In maniera molto interessante Zerocalcare racconta un po’ le trasformazioni che ci hanno interessato.

Ecco la maggiore trasformazione di questo periodo, nel corso dell’anno abbiamo dovuto ridefinire gli spazi e la nostra vita sociale e il più delle volte lo abbiamo fatto inconsapevolmente, concentrati com’eravamo sul locale che potevamo frequentare o sull’amico che non potevamo visitare. A distanza di un anno il rischio è che permanga in noi la concezione simbolica dell’adattamento alla limitazione. Ma se da un lato il timore di una certa rassegnazione all’adattamento a vivere sempre più limitatamente gli spazi della nostra città è forte, dall’altro lato abbiamo assistito alla nascita di una diversa consapevolezza delle disuguaglianze presenti in città e che a causa di questo periodo si sono acuite.

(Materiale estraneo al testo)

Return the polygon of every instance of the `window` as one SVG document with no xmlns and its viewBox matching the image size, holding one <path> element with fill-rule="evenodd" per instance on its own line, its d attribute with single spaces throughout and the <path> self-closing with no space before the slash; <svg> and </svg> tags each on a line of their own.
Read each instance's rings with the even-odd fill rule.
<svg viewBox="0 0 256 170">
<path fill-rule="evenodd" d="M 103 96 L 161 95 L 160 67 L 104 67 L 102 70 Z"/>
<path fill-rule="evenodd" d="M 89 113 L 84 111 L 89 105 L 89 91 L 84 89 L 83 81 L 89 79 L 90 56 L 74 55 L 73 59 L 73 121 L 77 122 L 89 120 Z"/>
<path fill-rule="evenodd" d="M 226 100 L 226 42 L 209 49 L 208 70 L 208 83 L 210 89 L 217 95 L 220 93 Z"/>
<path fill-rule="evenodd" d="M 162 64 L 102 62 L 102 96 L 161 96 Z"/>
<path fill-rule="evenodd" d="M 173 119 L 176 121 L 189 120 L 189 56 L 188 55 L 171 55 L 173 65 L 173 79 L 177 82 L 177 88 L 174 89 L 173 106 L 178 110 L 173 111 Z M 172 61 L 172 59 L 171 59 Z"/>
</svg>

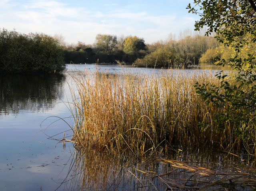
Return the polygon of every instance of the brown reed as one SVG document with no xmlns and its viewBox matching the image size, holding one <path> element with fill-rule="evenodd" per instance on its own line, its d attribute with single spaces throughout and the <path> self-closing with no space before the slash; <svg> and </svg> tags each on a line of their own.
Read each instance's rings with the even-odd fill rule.
<svg viewBox="0 0 256 191">
<path fill-rule="evenodd" d="M 120 75 L 86 71 L 72 77 L 72 141 L 78 149 L 128 149 L 142 156 L 160 144 L 191 149 L 239 145 L 232 126 L 216 130 L 213 117 L 224 109 L 206 104 L 196 93 L 196 81 L 219 83 L 211 72 L 171 69 Z M 210 125 L 208 128 L 198 125 L 202 121 Z"/>
</svg>

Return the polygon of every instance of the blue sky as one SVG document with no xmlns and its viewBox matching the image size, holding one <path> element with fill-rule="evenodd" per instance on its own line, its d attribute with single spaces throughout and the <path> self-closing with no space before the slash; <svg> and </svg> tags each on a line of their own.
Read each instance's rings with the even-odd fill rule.
<svg viewBox="0 0 256 191">
<path fill-rule="evenodd" d="M 136 35 L 146 43 L 194 30 L 193 0 L 0 0 L 0 28 L 61 35 L 68 43 L 92 44 L 97 34 Z"/>
</svg>

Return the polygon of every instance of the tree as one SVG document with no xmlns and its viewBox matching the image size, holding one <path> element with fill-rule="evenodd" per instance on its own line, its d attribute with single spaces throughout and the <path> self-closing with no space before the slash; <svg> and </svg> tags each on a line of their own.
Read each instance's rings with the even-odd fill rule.
<svg viewBox="0 0 256 191">
<path fill-rule="evenodd" d="M 242 140 L 255 142 L 256 137 L 256 6 L 252 0 L 194 0 L 189 12 L 199 14 L 195 30 L 208 28 L 206 35 L 216 33 L 218 41 L 232 51 L 228 61 L 218 58 L 218 64 L 228 64 L 235 70 L 231 76 L 217 74 L 220 85 L 196 85 L 197 92 L 207 102 L 213 102 L 225 111 L 216 116 L 220 131 L 232 127 Z M 198 9 L 197 8 L 198 8 Z"/>
<path fill-rule="evenodd" d="M 126 53 L 146 50 L 146 44 L 144 39 L 136 36 L 129 36 L 124 39 L 124 51 Z"/>
<path fill-rule="evenodd" d="M 116 36 L 100 34 L 96 36 L 95 48 L 99 52 L 111 55 L 117 44 Z"/>
<path fill-rule="evenodd" d="M 0 30 L 0 72 L 61 72 L 65 68 L 58 41 L 44 34 Z"/>
</svg>

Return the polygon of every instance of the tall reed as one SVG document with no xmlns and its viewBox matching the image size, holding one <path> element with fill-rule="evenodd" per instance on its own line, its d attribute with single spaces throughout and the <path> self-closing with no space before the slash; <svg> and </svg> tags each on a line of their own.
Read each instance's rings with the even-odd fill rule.
<svg viewBox="0 0 256 191">
<path fill-rule="evenodd" d="M 128 149 L 143 155 L 160 144 L 192 149 L 235 142 L 232 126 L 216 131 L 212 118 L 222 109 L 207 105 L 196 93 L 196 81 L 219 83 L 211 73 L 169 70 L 120 75 L 86 71 L 85 75 L 72 78 L 72 140 L 77 148 L 115 152 Z M 210 125 L 208 128 L 198 125 L 202 121 Z"/>
</svg>

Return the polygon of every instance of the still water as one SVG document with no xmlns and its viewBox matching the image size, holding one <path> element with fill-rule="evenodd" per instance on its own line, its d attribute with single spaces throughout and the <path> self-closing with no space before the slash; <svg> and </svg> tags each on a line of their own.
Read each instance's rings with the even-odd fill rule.
<svg viewBox="0 0 256 191">
<path fill-rule="evenodd" d="M 72 84 L 70 74 L 84 75 L 85 68 L 92 73 L 97 69 L 118 75 L 124 71 L 139 73 L 160 70 L 114 65 L 67 65 L 62 75 L 0 75 L 0 190 L 80 190 L 86 186 L 93 190 L 96 184 L 98 190 L 102 188 L 106 190 L 150 190 L 155 187 L 142 183 L 146 178 L 141 176 L 141 169 L 148 172 L 147 175 L 153 173 L 151 177 L 156 169 L 159 174 L 170 171 L 169 162 L 134 162 L 131 168 L 131 161 L 125 154 L 121 160 L 117 160 L 114 156 L 93 151 L 76 156 L 70 143 L 66 143 L 63 149 L 62 143 L 58 140 L 61 139 L 63 133 L 58 134 L 70 130 L 68 125 L 73 122 L 67 102 L 71 100 L 68 86 Z M 186 72 L 193 72 L 187 70 Z M 66 137 L 71 134 L 66 131 Z M 234 157 L 212 153 L 199 156 L 195 153 L 192 156 L 178 152 L 172 159 L 197 162 L 199 166 L 203 163 L 204 167 L 214 164 L 212 165 L 218 168 L 220 167 L 216 164 L 222 162 L 223 158 L 233 161 Z M 78 157 L 78 161 L 74 165 Z M 129 167 L 126 166 L 128 161 Z M 176 172 L 172 178 L 180 177 L 180 174 Z M 139 181 L 138 176 L 141 177 Z M 165 181 L 165 185 L 159 180 L 154 181 L 154 185 L 158 190 L 164 190 L 168 180 Z"/>
</svg>

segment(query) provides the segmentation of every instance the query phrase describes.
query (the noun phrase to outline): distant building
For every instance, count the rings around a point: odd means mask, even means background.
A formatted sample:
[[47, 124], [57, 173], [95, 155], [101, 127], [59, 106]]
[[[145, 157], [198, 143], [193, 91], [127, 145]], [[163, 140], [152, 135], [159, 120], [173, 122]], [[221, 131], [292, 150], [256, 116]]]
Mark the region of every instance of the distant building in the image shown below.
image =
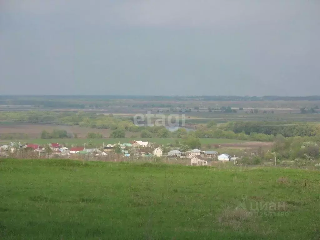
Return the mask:
[[199, 155], [195, 156], [191, 159], [191, 164], [193, 166], [206, 166], [208, 161]]
[[68, 153], [69, 152], [69, 148], [66, 148], [65, 147], [63, 147], [62, 148], [59, 148], [59, 150], [61, 153]]
[[157, 157], [161, 157], [162, 156], [162, 149], [160, 148], [157, 148], [153, 150], [153, 155]]
[[132, 147], [132, 143], [125, 142], [123, 144], [125, 148], [131, 148]]
[[217, 157], [218, 152], [216, 151], [206, 151], [204, 152], [204, 155], [208, 157]]
[[231, 160], [231, 156], [226, 153], [219, 155], [218, 157], [218, 160], [220, 161], [229, 161]]
[[26, 148], [32, 148], [34, 150], [40, 150], [42, 148], [38, 144], [28, 144], [26, 146]]
[[134, 148], [146, 148], [149, 145], [148, 142], [143, 142], [142, 141], [134, 141], [132, 144], [132, 146]]
[[179, 150], [172, 150], [168, 153], [169, 157], [180, 157], [182, 153]]
[[51, 144], [51, 147], [53, 148], [58, 148], [60, 147], [60, 144], [57, 143], [54, 143]]
[[83, 151], [84, 149], [84, 148], [83, 147], [71, 148], [70, 148], [70, 153], [77, 153], [80, 151]]

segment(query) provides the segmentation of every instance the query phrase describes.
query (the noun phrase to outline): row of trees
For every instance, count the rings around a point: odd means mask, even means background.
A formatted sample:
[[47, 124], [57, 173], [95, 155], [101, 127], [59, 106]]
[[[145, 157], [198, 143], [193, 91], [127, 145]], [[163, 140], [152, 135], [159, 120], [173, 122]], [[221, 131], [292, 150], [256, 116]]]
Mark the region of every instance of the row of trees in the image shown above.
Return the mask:
[[41, 133], [41, 138], [43, 139], [58, 138], [71, 138], [72, 134], [68, 133], [65, 130], [55, 129], [51, 132], [49, 132], [44, 130]]

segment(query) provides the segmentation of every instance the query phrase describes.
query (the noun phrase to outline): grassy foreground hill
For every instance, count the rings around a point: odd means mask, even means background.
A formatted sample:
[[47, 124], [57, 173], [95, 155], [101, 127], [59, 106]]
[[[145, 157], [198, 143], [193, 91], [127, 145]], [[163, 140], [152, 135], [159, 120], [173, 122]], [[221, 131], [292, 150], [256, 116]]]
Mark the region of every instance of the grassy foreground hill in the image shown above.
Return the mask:
[[0, 159], [0, 239], [319, 239], [319, 173]]

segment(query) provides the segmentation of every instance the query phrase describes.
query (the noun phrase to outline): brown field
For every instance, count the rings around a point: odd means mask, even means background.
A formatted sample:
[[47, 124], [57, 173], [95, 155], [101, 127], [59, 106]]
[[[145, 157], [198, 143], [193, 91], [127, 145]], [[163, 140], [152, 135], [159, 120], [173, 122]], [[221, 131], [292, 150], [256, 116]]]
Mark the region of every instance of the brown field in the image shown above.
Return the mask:
[[271, 147], [273, 142], [247, 142], [236, 143], [221, 143], [221, 147], [239, 148], [256, 148], [259, 147]]
[[[79, 138], [85, 138], [88, 132], [99, 132], [103, 137], [108, 137], [111, 130], [110, 129], [97, 129], [87, 127], [80, 127], [77, 126], [62, 126], [53, 124], [19, 124], [0, 125], [0, 134], [8, 134], [23, 133], [28, 134], [30, 138], [40, 137], [41, 132], [45, 130], [51, 132], [54, 129], [65, 130], [68, 133], [78, 135]], [[132, 133], [126, 133], [126, 137], [130, 137]]]

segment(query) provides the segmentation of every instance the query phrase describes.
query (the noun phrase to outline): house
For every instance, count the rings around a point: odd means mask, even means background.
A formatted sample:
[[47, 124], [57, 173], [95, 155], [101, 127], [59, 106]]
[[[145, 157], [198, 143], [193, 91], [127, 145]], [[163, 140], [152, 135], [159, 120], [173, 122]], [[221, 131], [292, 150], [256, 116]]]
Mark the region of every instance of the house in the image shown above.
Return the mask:
[[160, 148], [157, 148], [153, 150], [153, 155], [157, 157], [161, 157], [162, 156], [162, 149]]
[[14, 151], [16, 148], [19, 149], [22, 145], [20, 142], [11, 142], [9, 145], [4, 145], [0, 147], [0, 152], [4, 152], [10, 150], [12, 153]]
[[113, 147], [111, 144], [108, 144], [107, 147], [103, 148], [104, 152], [111, 152], [113, 150]]
[[70, 148], [70, 153], [77, 153], [80, 151], [83, 151], [84, 149], [84, 148], [83, 147], [71, 148]]
[[216, 151], [204, 151], [204, 155], [208, 157], [216, 157], [218, 154], [218, 152]]
[[231, 160], [231, 156], [226, 153], [219, 155], [218, 160], [220, 161], [229, 161]]
[[51, 143], [51, 146], [52, 148], [58, 148], [61, 147], [60, 144], [57, 143]]
[[131, 148], [132, 147], [132, 143], [128, 143], [127, 142], [125, 142], [122, 145], [124, 146], [126, 148]]
[[139, 156], [140, 153], [138, 150], [135, 149], [131, 149], [130, 150], [129, 152], [131, 156], [133, 156], [134, 157]]
[[146, 148], [148, 145], [149, 142], [143, 142], [142, 141], [134, 141], [132, 146], [134, 148]]
[[39, 150], [40, 149], [40, 146], [38, 144], [28, 144], [26, 147], [32, 148], [34, 150]]
[[196, 148], [195, 149], [194, 149], [193, 150], [191, 150], [191, 152], [192, 153], [195, 154], [195, 155], [200, 155], [200, 154], [203, 154], [204, 151], [201, 151], [201, 150], [199, 150], [199, 149]]
[[76, 153], [77, 154], [79, 154], [80, 155], [86, 155], [88, 154], [88, 152], [86, 151], [82, 150], [78, 151]]
[[172, 150], [168, 153], [169, 157], [180, 157], [182, 153], [179, 150]]
[[62, 152], [59, 149], [54, 150], [52, 152], [53, 154], [58, 154], [58, 155], [60, 155], [62, 153]]
[[118, 146], [120, 147], [120, 148], [121, 149], [125, 149], [125, 146], [123, 144], [120, 144], [120, 143], [115, 143], [112, 145], [112, 147], [113, 148], [116, 147], [117, 146]]
[[191, 165], [193, 166], [207, 166], [208, 161], [199, 155], [195, 156], [191, 159]]
[[58, 150], [62, 153], [67, 153], [69, 152], [69, 148], [65, 147], [63, 147]]
[[5, 152], [9, 149], [10, 146], [9, 145], [4, 145], [0, 147], [0, 152]]
[[150, 151], [147, 149], [138, 149], [137, 151], [139, 153], [139, 156], [140, 156], [146, 157], [152, 156]]

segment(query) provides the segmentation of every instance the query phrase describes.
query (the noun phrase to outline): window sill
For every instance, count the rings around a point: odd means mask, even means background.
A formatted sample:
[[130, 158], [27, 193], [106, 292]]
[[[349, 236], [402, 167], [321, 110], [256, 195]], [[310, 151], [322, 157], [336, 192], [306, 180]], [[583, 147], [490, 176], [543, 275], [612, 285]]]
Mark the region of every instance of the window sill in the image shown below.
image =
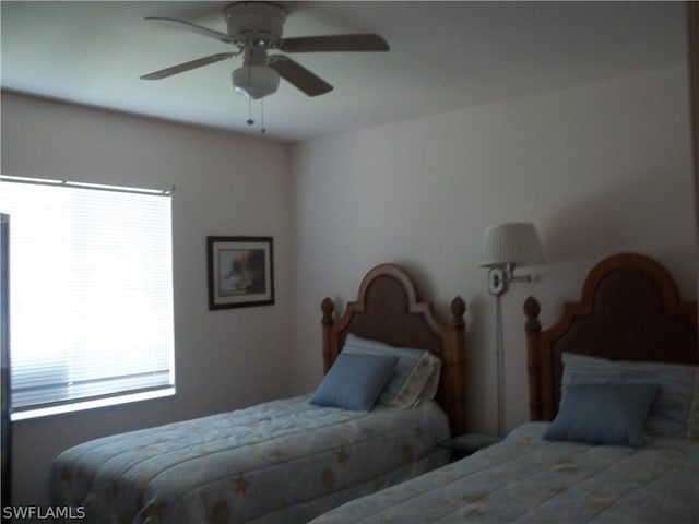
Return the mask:
[[42, 407], [38, 409], [27, 409], [24, 412], [12, 413], [10, 420], [28, 420], [32, 418], [48, 417], [51, 415], [61, 415], [66, 413], [83, 412], [86, 409], [95, 409], [98, 407], [116, 406], [119, 404], [129, 404], [132, 402], [150, 401], [152, 398], [162, 398], [164, 396], [174, 396], [175, 388], [167, 388], [157, 391], [147, 391], [144, 393], [132, 393], [109, 398], [99, 398], [94, 401], [76, 402], [74, 404], [64, 404], [61, 406]]

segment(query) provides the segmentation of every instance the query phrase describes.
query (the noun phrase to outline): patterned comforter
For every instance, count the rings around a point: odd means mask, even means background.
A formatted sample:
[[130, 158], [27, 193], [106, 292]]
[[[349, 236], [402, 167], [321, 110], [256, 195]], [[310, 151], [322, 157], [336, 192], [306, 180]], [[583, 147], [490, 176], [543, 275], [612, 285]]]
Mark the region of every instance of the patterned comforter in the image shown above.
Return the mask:
[[364, 413], [300, 396], [76, 445], [51, 490], [91, 523], [306, 523], [443, 465], [448, 433], [433, 402]]
[[699, 442], [548, 442], [529, 422], [500, 444], [322, 515], [312, 524], [699, 522]]

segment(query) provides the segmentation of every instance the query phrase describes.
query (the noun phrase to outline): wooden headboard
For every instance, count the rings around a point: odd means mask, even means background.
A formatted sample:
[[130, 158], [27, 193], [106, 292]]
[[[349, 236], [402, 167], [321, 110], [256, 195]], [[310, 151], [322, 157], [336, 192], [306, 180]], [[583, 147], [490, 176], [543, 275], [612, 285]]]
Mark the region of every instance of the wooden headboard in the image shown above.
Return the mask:
[[440, 320], [431, 302], [420, 302], [411, 276], [396, 264], [370, 270], [359, 286], [355, 302], [333, 319], [330, 298], [321, 303], [323, 312], [323, 367], [328, 372], [344, 346], [347, 333], [398, 347], [426, 349], [441, 361], [441, 378], [436, 401], [449, 417], [452, 434], [466, 429], [465, 418], [465, 335], [464, 301], [451, 301], [452, 318]]
[[553, 420], [558, 412], [562, 352], [699, 364], [697, 302], [683, 301], [667, 270], [642, 254], [615, 254], [595, 265], [580, 301], [566, 303], [553, 327], [542, 331], [540, 311], [538, 301], [529, 297], [524, 313], [532, 420]]

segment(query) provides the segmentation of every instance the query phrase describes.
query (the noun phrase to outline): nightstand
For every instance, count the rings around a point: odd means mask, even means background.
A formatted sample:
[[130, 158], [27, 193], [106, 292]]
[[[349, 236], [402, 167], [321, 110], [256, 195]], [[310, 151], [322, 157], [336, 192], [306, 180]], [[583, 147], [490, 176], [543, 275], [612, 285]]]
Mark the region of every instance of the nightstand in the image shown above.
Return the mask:
[[439, 448], [451, 450], [452, 461], [458, 461], [464, 456], [469, 456], [478, 450], [483, 450], [489, 445], [497, 444], [502, 440], [501, 437], [495, 437], [484, 433], [464, 433], [453, 437], [449, 440], [437, 442]]

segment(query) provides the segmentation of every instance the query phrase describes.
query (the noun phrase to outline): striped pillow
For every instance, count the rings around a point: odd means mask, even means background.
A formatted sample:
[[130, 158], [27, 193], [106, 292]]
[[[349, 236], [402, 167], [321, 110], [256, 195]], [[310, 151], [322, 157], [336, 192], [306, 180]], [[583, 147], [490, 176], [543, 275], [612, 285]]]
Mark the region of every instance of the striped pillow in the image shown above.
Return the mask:
[[[561, 402], [566, 389], [581, 384], [654, 384], [659, 395], [645, 419], [645, 432], [673, 438], [699, 436], [697, 427], [690, 427], [690, 408], [695, 402], [697, 367], [682, 364], [608, 360], [572, 353], [564, 353]], [[694, 424], [699, 416], [691, 417]]]
[[441, 360], [429, 352], [395, 347], [348, 333], [342, 353], [398, 357], [393, 374], [377, 402], [389, 407], [414, 407], [435, 397]]

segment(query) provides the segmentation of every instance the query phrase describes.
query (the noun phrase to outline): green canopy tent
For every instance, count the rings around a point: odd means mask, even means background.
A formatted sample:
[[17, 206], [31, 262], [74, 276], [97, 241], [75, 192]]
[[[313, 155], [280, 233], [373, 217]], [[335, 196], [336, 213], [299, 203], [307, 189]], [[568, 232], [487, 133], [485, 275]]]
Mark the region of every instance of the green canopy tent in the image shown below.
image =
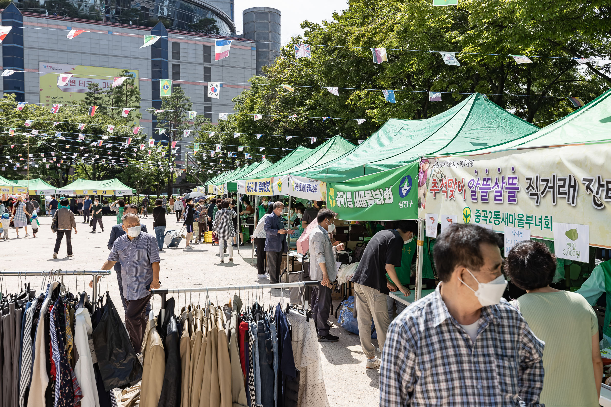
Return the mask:
[[20, 187], [28, 189], [28, 193], [31, 195], [50, 195], [55, 193], [56, 190], [55, 187], [40, 178], [34, 178], [29, 181], [20, 179], [13, 182]]
[[73, 182], [57, 189], [57, 193], [70, 195], [87, 194], [131, 195], [135, 191], [117, 178], [104, 181], [91, 181], [78, 178]]
[[456, 154], [496, 146], [538, 128], [474, 93], [443, 113], [423, 120], [390, 119], [335, 162], [291, 175], [339, 182], [411, 163], [430, 154]]

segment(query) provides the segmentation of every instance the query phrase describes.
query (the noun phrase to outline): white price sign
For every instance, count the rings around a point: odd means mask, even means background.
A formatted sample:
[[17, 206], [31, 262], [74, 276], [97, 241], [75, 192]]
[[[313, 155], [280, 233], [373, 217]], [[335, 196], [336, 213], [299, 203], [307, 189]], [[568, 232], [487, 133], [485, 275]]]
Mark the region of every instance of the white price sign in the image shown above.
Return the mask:
[[554, 222], [554, 251], [556, 257], [587, 263], [590, 261], [590, 226]]
[[520, 242], [530, 240], [530, 231], [519, 228], [505, 227], [505, 256], [507, 257], [509, 251]]
[[426, 214], [425, 216], [426, 232], [425, 234], [427, 237], [437, 237], [437, 219], [439, 214]]

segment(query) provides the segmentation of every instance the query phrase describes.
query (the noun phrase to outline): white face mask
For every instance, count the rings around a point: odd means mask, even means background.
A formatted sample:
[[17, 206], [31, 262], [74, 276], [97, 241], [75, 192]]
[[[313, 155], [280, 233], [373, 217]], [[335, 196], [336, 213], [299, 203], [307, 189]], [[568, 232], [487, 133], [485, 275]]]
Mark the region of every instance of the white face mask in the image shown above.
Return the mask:
[[137, 237], [142, 231], [142, 226], [133, 226], [127, 228], [127, 236], [130, 237]]
[[[473, 275], [473, 273], [468, 268], [467, 271], [477, 281], [477, 279], [475, 278], [475, 276]], [[469, 287], [460, 278], [458, 279], [465, 286]], [[505, 279], [505, 277], [502, 275], [499, 276], [490, 283], [480, 283], [477, 281], [477, 284], [479, 285], [477, 290], [474, 290], [470, 287], [469, 287], [469, 289], [473, 291], [475, 294], [475, 297], [477, 297], [477, 300], [480, 301], [480, 304], [481, 304], [481, 306], [485, 307], [487, 305], [494, 305], [500, 302], [501, 297], [503, 297], [503, 293], [505, 292], [505, 289], [507, 287], [507, 281]]]

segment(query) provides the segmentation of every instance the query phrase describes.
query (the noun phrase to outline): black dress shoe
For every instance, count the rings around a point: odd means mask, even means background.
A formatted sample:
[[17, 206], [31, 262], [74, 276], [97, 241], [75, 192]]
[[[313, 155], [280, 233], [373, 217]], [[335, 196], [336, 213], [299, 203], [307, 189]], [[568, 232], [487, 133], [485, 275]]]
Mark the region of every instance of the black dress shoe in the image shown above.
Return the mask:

Proprio su quest’ultima speriamo di fare affidamento perché le potenziali trasformazioni delle disuguaglianze dell’ambiente possono essere affrontate solo in seguito ad una nuova consapevolezza. Una consapevolezza che nasce quasi sempre da un disagio che si vive e che può diventare una spinta per il cambiamento solo attraverso una fase di maturazione collettiva e simbolica.

Abbandonarci, come avvenuto in questi mesi, alla semplice e rabbiosa esternazione di un malessere derivato dalle limitazioni normative e amministrative porterà ad un rapido e continuo aumento delle stratificazioni. Invece, in un momento come questo, ci è richiesta una riflessione più ampia sul modo di intendere e di vivere la città che deve partire dalle libere associazioni di cittadini, dalle lavoratrici e dai lavoratori, ma soprattutto da i più giovani che per una questione generazionale sono coloro che riescono maggiormente a comprendere le necessità delle nostre città. Solo attraverso una riflessione collettiva potremmo trasformare in azione i cambiamenti che ci hanno interessati e non vanificare quanto vissuto in quest’ultimo anno.